Jokowi buka puasa bersama relawan GoJo.
|
(CAKAPLAH) - Loyalitas Partai Golkar tengah menjadi sorotan jelang pendaftaran Capres-Cawapres di KPU pada 4-10 Agustus 2018 nanti. Gara-garanya, manuver Ketum Golkar Airlangga Hartarto yang beberapa waktu lalu bicara serius dengan Ketum Demokrat Susilo Bambang Yudhoyono (SBY).
Wajar saja spekulasi Golkar akan tinggalkan Jokowi menguat. Terlebih sejarah membuktikan, Golkar sebagai partai besar bisa dengan mudah mengubah arah politiknya ikut penguasa seperti pada Pemilu 2004 dan 2014.
Di samping itu, dorongan Airlangga menjadi cawapres di internal menguat. Tapi tak seiring dengan dukungan parpol koalisi Jokowi. Belakangan, nama yang mencuat malah Mahfud MD dan Sri Mulyadi sebagai kandidat cawapres petahana.
Ditambah, pernyataan Ketum PKB Muhaimin Iskandar yang menyebut antara dirinya dan Airlangga akan kembali menggelar pertemuan jika keduanya tak dipilih sebagai Cawapres oleh Jokowi. Hal ini menambah kuat spekulasi internal koalisi Jokowi tengah goyang.
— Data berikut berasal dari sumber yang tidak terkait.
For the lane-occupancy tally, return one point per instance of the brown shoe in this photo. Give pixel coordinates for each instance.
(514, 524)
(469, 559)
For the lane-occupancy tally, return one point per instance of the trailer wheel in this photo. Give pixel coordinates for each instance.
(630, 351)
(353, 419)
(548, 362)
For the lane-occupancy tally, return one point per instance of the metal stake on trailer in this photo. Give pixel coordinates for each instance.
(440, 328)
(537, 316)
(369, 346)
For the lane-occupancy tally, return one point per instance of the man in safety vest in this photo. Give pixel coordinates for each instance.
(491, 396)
Seberapa besar peluang Golkar hengkang?
Direktur Eksekutif Voxpol Center, Pangi Syarwi Chaniago melihat kemungkinan Golkar cabut dari koalisi Jokowi. Sebab, menurutnya, Golkar adalah partai yang sulit dipegang.
Safari politik Airlangga dipandang sebagai upaya mencari 'perahu baru' jika tak dipilih menjadi cawapres. Pangi melihat peluang Golkar merapat ke kubu Prabowo Subianto atau membuat poros alternatif belum tertutup.
"Kalau Golkar banting stir mungkin saja, yang dipegang Pak Jokowi kan hanya Pak Luhut dan Airlangga. Kedua adalah strategi ini bola pantulan bisa kemana-mana bisa ke Prabowo bisa ke poros Demokrat," kata Pangi saat dihubungi merdeka.com, Kamis (12/7).
Potensi Golkar gabung koalisi Prabowo atau poros alternatif bisa terjadi apabila melihat celah untuk dapat mengusung kader menjadi cawapres.
"Kalau itu kemungkinan lompat pagar kalau di sana disambut dengan baik. Kalau enggak ada harapan di akan bertahan di poros Jokowi," terangnya.
Pangi menganalisis, alasan Golkar memaksakan Airlangga menjadi cawapres karena ingin mendapatkan efek ekor jas. Menurutnya, bila tidak ada kader yang diusung menjadi cawapres maka suara Golkar akan merosot.
"Itu dikhawatirkan kalau tidak usung cawapres suara bisa goyang. Logika partai paksakan cawapres tidak ingin perahu tenggelam kalau figur maju elektabilitas partai terangkat," paparnya.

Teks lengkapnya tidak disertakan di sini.